Julian surely expects the same, so why is he doing this and how will the Australian government react to this baseline scenario?
I understand that the main reason behind Julian’s move is medical: he is apparently in constant pain and needs to be put under an MRI scanner to ascertain the source. That is a treatment that the Equadorian embassy cannot possibly provide and the UK government refused to allow him safe passage to hospital. So his choice was stark: remain in the embassy in constant pain without hope of relief, or accept the wrath of the US secret services whilst at least getting some medical attention that might relieve the pain. He seems to have chosen the second option, maximising the degree to which he has the moral high ground with the UN ruling under his belt.

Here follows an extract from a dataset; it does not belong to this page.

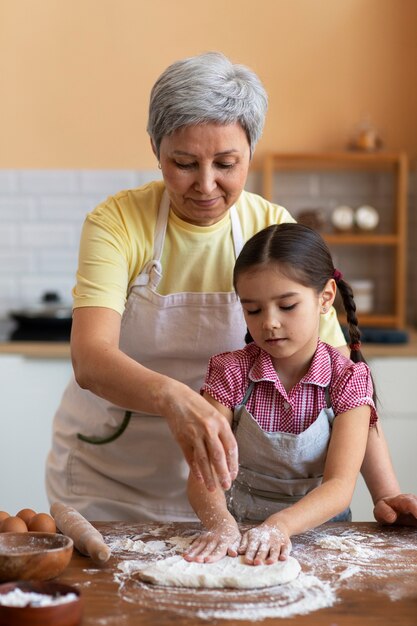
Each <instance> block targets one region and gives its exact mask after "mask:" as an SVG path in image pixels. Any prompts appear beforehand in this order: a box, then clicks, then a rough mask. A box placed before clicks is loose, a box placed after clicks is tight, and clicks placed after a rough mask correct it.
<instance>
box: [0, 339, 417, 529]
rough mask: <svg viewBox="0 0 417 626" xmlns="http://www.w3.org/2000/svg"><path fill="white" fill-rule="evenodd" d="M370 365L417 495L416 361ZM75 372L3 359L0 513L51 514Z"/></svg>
mask: <svg viewBox="0 0 417 626" xmlns="http://www.w3.org/2000/svg"><path fill="white" fill-rule="evenodd" d="M51 351H52V350H51ZM61 351H62V349H61ZM63 352H64V353H65V350H64V351H63ZM369 364H370V366H371V369H372V373H373V376H374V379H375V383H376V390H377V394H378V398H379V407H378V413H379V416H380V419H381V422H382V424H383V428H384V432H385V435H386V437H387V440H388V444H389V447H390V451H391V456H392V459H393V463H394V467H395V470H396V473H397V475H398V478H399V481H400V485H401V488H402V490H403V491H404V492H413V493H417V478H416V477H417V455H416V442H417V413H416V411H415V399H414V393H413V392H414V389H413V385H412V384H410V382H409V381H414V380H417V357H415V356H409V357H394V358H389V357H376V358H370V359H369ZM71 373H72V366H71V361H70V359H69V356H68V357H67V356H65V357H62V358H60V357H55V358H50V357H44V358H39V357H27V356H22V355H19V354H0V376H1V381H2V386H1V389H2V393H1V396H0V416H1V417H0V419H1V437H0V510H5V511H8V512H9V513H11V514H12V513H16V512H17V511H18V510H19V509H21V508H25V507H30V508H33V509H35V510H36V511H48V510H49V504H48V501H47V498H46V493H45V487H44V472H45V461H46V456H47V454H48V452H49V448H50V443H51V434H52V420H53V416H54V414H55V411H56V408H57V406H58V404H59V402H60V399H61V396H62V393H63V391H64V389H65V387H66V385H67V382H68V380H69V378H70V376H71ZM372 509H373V505H372V501H371V497H370V495H369V492H368V490H367V488H366V486H365V484H364V482H363V479H362V478H361V477H360V478H359V479H358V484H357V487H356V490H355V494H354V497H353V501H352V511H353V519H354V521H370V520H372V519H373V514H372Z"/></svg>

How will the Australian government react? As I have said when the Wikileaks case broke in 2010, the Australian government has so far backed the US administration and disowned Assange as much as it could. It will probably try to keep doing this (lib or Lab: doesn’t matter), but the groundswell of support for Julian will surely become quite formidable when he is in the US, particularly when Sweden dismisses the somewhat bizarre `rape case’ against him. I say ‘when’ and ‘bizarre’ because Julian is not accused of anything, has already given evidence in Stockholm before, and a previous Swedish prosecutor dismissed the case as baseless. The odds of anything but a second complete exoneration by the Swedish legal authorities seem remote. Still, that wont stop Sweden from sending him onto the US, particularly as Sweden now apparently wants to join Nato, fearful of the Russians.
So when Julian is finally in the US, one would expect a clear face-off between civil rights and the US security apparatus, where one should heavily favour the latter to win. Perhaps the Australian government will be pressured to at least openly object and secure reasonable prison lodgings for Julian, but I don’t expect the Australian government to go all out for him.
The case to me is illustrating the degree to which the US security apparatus is able to co-opt and coerce governments in the West to do its bidding. Already in 2010 I thought Julian would spend the rest of his days in some form of prison, given that small players cannot annoy big beasts without consequences, and this indeed is the scenario that has played out ever since. Sad, but I don’t see how civil society can regain its right to hold governments to account: the loss of free speech at the hands of anonymous agencies who use their discretionary powers as much for their own personal gain as for the defense of our societies, is very popular with voters who simply don’t see their loss. It is quite ironic to see Tea Party adherents in the US, who supposedly mistrust and dislike Big Government, being among the most vociferous opponents of Assange and Snowden. What would the ‘Founders’ in the US think of such open adherence to secrecy and government?
The legal profession, to its credit, is resisting the increased powers of the secret services as best it can, but at the moment it is losing. It needs a far worse scandal than Wikileaks or the Snowden revelations to bring some balance back to the way our society interacts with its secret services.
History does give us a glimpse of how hard it is for societies to bring a large secret service to heel once it has embedded itself and uses every perceived danger to increase its resources and powers. In Germany, it took a devastating 2nd world war and foreign occupation to finally break the hold of the Prussian military establishment over German society (and that war, according to president Eisenhower’s retirement speech, empowered the US military-industrial complex: you get rid of one here, you spawn another one there!). Russia is arguably still run by the secret services set up about 100 years ago. I wonder what might do the trick in Western countries? Any ideas?